Wellesley Professor, Student Present on the “Chemistry of the Heavens” at the American Astronomical Society Conference

June 14, 2016
Chris Arumainayagam, professor of chemistry, with students in his lab

Chris Arumainayagam, professor of chemistry, was selected to participate in a press briefing at the American Astronomical Society (AAS) national conference in San Diego, the only professor representing a liberal arts college to do so. He announced findings yesterday, Monday, June 13.

Arumainayagam's work is the first systematic study to demonstrate that early building blocks of life may be produced when low-energy electrons interact with cosmic (interstellar, planetary, and cometary) ices. His recently published results suggest that low-energy, electron-induced condensed phase reactions may contribute to the interstellar synthesis of prebiotic molecules previously thought to form exclusively via UV photons—to simplify, his work is consistent with the idea that we really do come from stardust and is relevant to the first unambiguous detection of glycine in a comet, reported in May 2016.

One of Arumainayagam's students, Jyoti Campbell '18, is taking a break from her summer work at the Jet Propulsion Lab (NASA) to attend the conference and will give a presentation entitled "The Role of Low-Energy Electrons in Astrochemistry: A Tale of Two Molecules." Campbell, a chemical physics major with an astronomy minor from Boulder, Colo, said Arumainayagam's lab is "unique in that it draws on multiple departments." She explained: "I use what I have learned in astronomy courses to understand the conditions we are trying to model and recognize the broader context of the work. I draw on my knowledge of physics to understand the engineering and design of our vacuum chamber.

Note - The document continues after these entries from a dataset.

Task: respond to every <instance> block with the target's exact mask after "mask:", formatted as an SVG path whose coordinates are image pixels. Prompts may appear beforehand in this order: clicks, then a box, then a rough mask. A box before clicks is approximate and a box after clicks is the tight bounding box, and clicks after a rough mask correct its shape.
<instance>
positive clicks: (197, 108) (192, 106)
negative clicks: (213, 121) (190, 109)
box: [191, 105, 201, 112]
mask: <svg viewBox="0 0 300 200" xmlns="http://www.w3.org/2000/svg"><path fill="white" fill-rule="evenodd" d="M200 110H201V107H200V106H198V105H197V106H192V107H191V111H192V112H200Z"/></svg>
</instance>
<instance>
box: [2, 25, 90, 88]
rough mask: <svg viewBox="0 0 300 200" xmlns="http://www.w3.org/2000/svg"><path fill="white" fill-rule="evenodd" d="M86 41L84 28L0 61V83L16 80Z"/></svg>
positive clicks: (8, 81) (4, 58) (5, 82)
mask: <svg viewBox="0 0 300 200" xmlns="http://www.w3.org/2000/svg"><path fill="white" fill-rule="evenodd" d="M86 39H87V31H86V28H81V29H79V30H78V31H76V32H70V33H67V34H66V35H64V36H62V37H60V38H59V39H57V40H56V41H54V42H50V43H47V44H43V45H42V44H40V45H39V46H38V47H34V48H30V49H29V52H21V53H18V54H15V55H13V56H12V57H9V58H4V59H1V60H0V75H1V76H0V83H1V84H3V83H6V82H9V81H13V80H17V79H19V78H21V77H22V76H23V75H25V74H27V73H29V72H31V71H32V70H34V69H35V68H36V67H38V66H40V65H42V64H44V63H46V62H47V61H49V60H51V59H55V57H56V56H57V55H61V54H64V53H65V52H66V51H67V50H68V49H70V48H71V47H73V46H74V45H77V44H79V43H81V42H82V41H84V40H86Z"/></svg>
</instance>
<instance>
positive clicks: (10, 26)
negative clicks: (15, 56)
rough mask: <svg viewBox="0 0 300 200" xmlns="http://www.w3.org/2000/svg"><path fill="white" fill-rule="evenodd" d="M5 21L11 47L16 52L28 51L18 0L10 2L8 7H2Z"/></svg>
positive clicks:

I draw on the chemistry I have taken to understand what we are studying within the chamber." Campbell said it all comes to together "while getting hands-on research experience."

Arumainayagam always tries to give his students opportunities to give presentations, he said. This year alone, current students, along with recent graduates, have presented at conferences like the American Chemical Society national meeting and an international conference titled "From Star and Planet Formation to Early Life" in Vilnius, Lithuania. Next month, one will present at the International Symposium and Workshop on Astrochemistry in Brazil.

The majority of Arumainayagam's research is conducted entirely on campus with undergraduate students using a state-of the-art ultrahigh vacuum (UHV) chamber, which incorporates many custom-built components. He is currently upgrading his UHV chamber to explore fundamental differences between chemical reactions initiated by photons and electrons.

"My students learn to perform helium leak checks, change oil in vacuum pumps, build electronic circuits, spot-weld difficult junctions, and perform sophisticated computer modeling—hands-on work, especially important for prospective scientists," he explained. "Because I strongly believe that the best means of inspiring students is to involve them in undergraduate research in which they can participate directly in the process of scientific discovery," he added, "I often recruit my research students from first-year students enrolled in my introductory chemistry course."

The goal of Arumainayagam's research is to understand the "chemistry of the heavens" by recreating what happens in interstellar space when high-energy cosmic rays (some with energies much higher than could be produced by the Large Hadron Collider) impact ices (containing water, methanol, and ammonia) surrounding micron-size dust grains in dark dense molecular clouds, where the pressure is ten trillion times lower than that of atmospheric pressure. The interaction of high-energy cosmic rays with matter produces copious numbers of low-energy electrons.

Arumainayagam's results demonstrate that low-energy electron and UV irradiation of methanol ices yield essentially the same reaction products. However, his studies to date have also identified one possible electron-induced cosmic ice chemistry tracer, methoxymethanol, a "complex" organic molecule not identified in UV laboratory photolysis studies of condensed methanol. Future astronomical identification of methoxymethanol within interstellar and/or circumstellar clouds could provide additional evidence for the role of low-energy electrons in astrochemistry. His findings illustrate an urgent need for astrochemical models to include the details of low-energy electron-induced reactions in addition to those driven by UV photons.

Arumainayagam's research has been supported by grants from the National Science Foundation, American Chemical Society, Research Corporation, and the Camille and Henry Dreyfus Foundation.